Novel rapid molecular diagnosis methods for comprehensive genetic analysis of 21-hydroxylase deficiency.

Background: Molecular analysis of the CYP21A2 gene is highly important for understanding the aetiology of 21-hydroxylase deficiency (21-OHD). The aim of this study was to use a novel approach named CNVplex, together with the SNaPshot assay and direct sequencing, to identify CYP21A2 mutations efficiently and comprehensively. Targeted CYP21A2 mutation analysis was performed in 113 patients and 226 parents. Large rearrangements of CYP21A2 were characterized by CNVplex; twenty prevalent mutations, including nine common micro-conversions and eleven high-frequency mutations reported in the literature, were detected by SNaPshot; and rare mutations were investigated by direct sequencing.

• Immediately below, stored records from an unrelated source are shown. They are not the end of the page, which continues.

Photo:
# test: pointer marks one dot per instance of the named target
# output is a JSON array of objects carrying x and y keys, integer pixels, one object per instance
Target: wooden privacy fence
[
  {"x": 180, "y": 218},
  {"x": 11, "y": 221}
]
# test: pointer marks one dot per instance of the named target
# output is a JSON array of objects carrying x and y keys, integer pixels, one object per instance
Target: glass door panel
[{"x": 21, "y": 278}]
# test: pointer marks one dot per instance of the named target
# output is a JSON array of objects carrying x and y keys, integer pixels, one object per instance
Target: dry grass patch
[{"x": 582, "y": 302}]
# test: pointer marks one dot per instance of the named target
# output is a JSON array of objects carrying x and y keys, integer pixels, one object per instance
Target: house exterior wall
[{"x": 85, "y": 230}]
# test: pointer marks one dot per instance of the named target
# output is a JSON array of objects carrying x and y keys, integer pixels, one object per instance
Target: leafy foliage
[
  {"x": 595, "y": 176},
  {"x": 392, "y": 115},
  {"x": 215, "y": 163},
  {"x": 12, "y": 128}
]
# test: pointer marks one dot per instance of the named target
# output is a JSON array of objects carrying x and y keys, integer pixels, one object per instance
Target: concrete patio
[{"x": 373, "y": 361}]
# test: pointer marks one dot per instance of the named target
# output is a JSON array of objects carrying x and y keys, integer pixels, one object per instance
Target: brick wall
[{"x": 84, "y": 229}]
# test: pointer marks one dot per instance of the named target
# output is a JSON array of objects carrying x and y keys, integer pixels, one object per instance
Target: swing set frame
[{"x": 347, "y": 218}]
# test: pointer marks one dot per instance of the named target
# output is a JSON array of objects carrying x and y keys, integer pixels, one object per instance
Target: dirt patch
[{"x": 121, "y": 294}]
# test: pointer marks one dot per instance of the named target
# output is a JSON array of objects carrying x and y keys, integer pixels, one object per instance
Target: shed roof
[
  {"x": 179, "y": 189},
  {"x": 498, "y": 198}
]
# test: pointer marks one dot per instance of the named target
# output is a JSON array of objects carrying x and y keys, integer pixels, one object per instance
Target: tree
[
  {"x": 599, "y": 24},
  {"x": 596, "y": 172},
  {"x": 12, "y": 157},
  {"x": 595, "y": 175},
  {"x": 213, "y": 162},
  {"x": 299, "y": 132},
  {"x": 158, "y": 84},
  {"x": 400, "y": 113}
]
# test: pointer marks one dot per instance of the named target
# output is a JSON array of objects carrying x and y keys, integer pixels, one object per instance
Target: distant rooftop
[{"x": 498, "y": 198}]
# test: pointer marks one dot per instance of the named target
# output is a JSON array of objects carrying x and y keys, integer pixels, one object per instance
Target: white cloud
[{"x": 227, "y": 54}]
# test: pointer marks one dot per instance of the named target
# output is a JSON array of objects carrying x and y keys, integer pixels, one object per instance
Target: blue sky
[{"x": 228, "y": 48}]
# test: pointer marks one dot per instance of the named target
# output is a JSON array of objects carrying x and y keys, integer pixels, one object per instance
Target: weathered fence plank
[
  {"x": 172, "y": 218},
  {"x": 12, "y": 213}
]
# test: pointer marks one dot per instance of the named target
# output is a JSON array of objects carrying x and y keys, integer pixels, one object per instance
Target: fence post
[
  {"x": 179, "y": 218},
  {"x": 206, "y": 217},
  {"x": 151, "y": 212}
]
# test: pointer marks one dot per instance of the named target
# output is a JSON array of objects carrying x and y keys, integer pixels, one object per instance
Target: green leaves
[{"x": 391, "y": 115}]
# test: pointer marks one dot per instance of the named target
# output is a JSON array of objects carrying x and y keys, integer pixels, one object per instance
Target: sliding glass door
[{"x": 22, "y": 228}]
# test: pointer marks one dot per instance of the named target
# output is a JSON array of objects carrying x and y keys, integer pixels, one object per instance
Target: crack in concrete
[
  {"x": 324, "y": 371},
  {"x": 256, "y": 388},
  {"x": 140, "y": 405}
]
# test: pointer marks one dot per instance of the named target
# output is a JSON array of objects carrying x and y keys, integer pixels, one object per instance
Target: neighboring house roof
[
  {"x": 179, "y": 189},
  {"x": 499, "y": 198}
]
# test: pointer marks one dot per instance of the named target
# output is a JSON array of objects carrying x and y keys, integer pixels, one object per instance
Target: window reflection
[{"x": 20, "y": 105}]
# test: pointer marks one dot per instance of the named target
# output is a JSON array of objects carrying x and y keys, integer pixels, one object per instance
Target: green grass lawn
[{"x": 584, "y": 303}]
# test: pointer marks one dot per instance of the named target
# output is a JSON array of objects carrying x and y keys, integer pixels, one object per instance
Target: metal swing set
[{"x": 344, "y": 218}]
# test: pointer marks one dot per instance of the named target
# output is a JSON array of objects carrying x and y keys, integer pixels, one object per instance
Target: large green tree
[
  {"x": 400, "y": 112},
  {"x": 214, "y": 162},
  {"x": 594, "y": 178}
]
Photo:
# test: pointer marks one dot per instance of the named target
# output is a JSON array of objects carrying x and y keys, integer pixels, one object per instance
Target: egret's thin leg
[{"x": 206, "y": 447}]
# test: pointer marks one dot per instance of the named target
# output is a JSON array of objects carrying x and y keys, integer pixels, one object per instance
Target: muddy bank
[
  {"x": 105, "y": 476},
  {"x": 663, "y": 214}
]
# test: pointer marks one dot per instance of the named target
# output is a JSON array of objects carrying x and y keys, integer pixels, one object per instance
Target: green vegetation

Results: Among the 113 21-OHD patients, 95.6% of the affected alleles were detected accurately by SNaPshot and CNVplex. Prevalent mutations were detected in 69.5% of the alleles; 62.4% of alleles contained pseudogene-derived micro-conversions, 1.8% contained nonpseudogene-derived mutations, and 5.3% contained complex variations resulting from multiple recombinations between CYP21A2 and CYP21A1P. Large rearrangements were identified in 27.0% of the alleles, including five types (CH-1, CH-3, CH-4, CH-5 and CH-8) of chimeric CYP21A1P/CYP21A2 genes. Two novel CYP21A2 haplotypes and four de novo CYP21A2 mutations were characterized. A rare haplotype with a c.955 C > T mutation in the duplicated CYP21A2 gene was found in 0.9% of the probands and 33.3% of the parents. In addition, four parents were also diagnosed with 21-OHD.

Conclusion: CNVplex and SNaPshot appear to be highly efficient and reliable techniques for use in a molecular diagnosis laboratory, and combined with direct sequencing based on locus-specific PCR, they might constitute a definitive way to detect almost all common and rare 21-OHD-related alleles.